Other than the Club’s vociferous stance on protecting the English football pyramid, our key concerns were to; correct the limitations of team selection for EFL clubs (to allow academy players to be selected); to clarify team selections for EPPP1 invited clubs; to further protect the competition’s regionalised format through to the final and for appropriate compensations to be awarded by the invited teams.

We are pleased that the feedback we have given has been heard, considered and broadly applied to the alterations we, along with other member clubs, were asked to vote on.

We enjoyed our run to the last four of the new-look competition, and the fact that just under 7,000 fans turned out to watch a thrilling game with Oxford United under the Kenilworth Road lights shows that our supporters embraced it too.

The relaxation of the team selection rules would have meant that only two of the total fines handed out to 12 clubs during 2016-17 would stand, had they been applied, and that is something we support as our young players have proved they are good enough to compete against Category One counterparts without fear of sanction.

We also believe the increase in funding from the 16 invited clubs to £3m is a valuable source of income to clubs, and an innovative way of filtering Premier League money down while giving young players from all levels the opportunity to develop in competitive senior football.



(PICTURE: Town boss Nathan Jones congratulates Jack Senior on his senior debut against West Brom's Academy)

From a footballing perspective, Nathan Jones and his coaches firmly believe that for more senior players from EFL teams competing against younger players from Premier League development squads is immensely valuable and mutually beneficial.

The Town boss said: “From a footballing perspective, the Checkatrade Trophy was a huge benefit to us as it gave senior players from the lower divisions the chance to play against a younger group from higher levels of the English game, but it also allowed us to pit our talented youngsters against Category One academies.

“We are pleased that our feedback has been taken on board, with the relaxation of the selection rules allowing us to play the players we choose to. We strongly feel our young players deserve the same opportunity as those from Category One academies.

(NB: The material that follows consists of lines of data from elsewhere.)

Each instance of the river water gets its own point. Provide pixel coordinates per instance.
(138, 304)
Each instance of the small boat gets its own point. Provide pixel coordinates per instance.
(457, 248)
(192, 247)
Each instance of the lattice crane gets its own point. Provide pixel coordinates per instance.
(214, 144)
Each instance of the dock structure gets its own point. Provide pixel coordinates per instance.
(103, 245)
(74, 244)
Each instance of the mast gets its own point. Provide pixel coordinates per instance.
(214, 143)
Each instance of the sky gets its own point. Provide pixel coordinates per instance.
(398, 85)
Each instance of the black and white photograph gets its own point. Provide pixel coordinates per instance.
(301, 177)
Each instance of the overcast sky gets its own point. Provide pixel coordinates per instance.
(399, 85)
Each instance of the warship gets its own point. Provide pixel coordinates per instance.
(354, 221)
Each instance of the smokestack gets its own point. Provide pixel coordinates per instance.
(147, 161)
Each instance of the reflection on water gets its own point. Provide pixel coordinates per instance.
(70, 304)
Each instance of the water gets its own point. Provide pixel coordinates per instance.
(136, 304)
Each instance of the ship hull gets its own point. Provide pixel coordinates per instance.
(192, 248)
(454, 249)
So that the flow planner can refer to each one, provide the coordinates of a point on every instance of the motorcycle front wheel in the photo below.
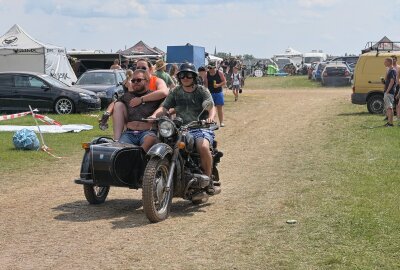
(95, 194)
(156, 197)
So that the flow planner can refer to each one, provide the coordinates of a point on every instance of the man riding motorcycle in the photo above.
(187, 100)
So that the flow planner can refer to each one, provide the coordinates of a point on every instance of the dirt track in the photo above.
(45, 222)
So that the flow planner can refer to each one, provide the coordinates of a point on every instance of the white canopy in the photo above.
(21, 52)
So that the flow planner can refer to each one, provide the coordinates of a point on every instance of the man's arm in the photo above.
(391, 83)
(222, 76)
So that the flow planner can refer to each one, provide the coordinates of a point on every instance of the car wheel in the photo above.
(64, 106)
(375, 104)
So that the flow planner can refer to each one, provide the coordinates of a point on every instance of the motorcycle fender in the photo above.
(160, 150)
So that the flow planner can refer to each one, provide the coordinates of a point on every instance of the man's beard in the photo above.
(139, 90)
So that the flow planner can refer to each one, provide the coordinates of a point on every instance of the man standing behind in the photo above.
(214, 82)
(389, 90)
(161, 73)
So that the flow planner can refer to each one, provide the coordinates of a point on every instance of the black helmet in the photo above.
(187, 67)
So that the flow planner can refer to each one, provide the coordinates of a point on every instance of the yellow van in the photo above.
(367, 86)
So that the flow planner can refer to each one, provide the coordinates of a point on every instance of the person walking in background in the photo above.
(172, 72)
(125, 64)
(127, 86)
(161, 73)
(202, 75)
(115, 65)
(396, 94)
(214, 82)
(389, 90)
(236, 82)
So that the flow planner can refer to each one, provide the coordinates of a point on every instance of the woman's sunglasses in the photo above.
(137, 80)
(188, 75)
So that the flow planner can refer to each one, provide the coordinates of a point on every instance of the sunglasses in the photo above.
(137, 80)
(188, 75)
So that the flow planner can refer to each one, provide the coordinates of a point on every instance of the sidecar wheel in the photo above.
(95, 194)
(197, 202)
(156, 199)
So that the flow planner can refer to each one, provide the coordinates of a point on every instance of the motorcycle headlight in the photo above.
(166, 129)
(102, 94)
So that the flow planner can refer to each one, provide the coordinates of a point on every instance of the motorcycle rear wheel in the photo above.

“Just as importantly though, the EFL have assured clubs that it isn’t the thin end of the wedge in terms of Premier League clubs being able to enter B teams into the league. I know our supporter groups have been consulted all the way through by the club’s board when giving our views, and hopefully any fears they had on that front have been allayed.

“These are some of the best young players in the country from the top academies we are coming up against, and with the prize money increase, it’s an excellent way of filtering some of the Premier League cash through to the lower divisions while benefitting our own players on the pitch.”

Tony Murray, chairman of LTSC, added: “Not only are we satisfied that this isn’t the thin end of any wedge, but the revised format presents a genuine opportunity for a much-needed redistribution of wealth from competing Premier League club to the lower leagues, a notion which every supporter and supporters’ trust would agree with.
 
“We are grateful that supporters were able to be consulted during the process and are happy with the outcome. Let’s hope we can progress next season as far as we did this, without the fines!”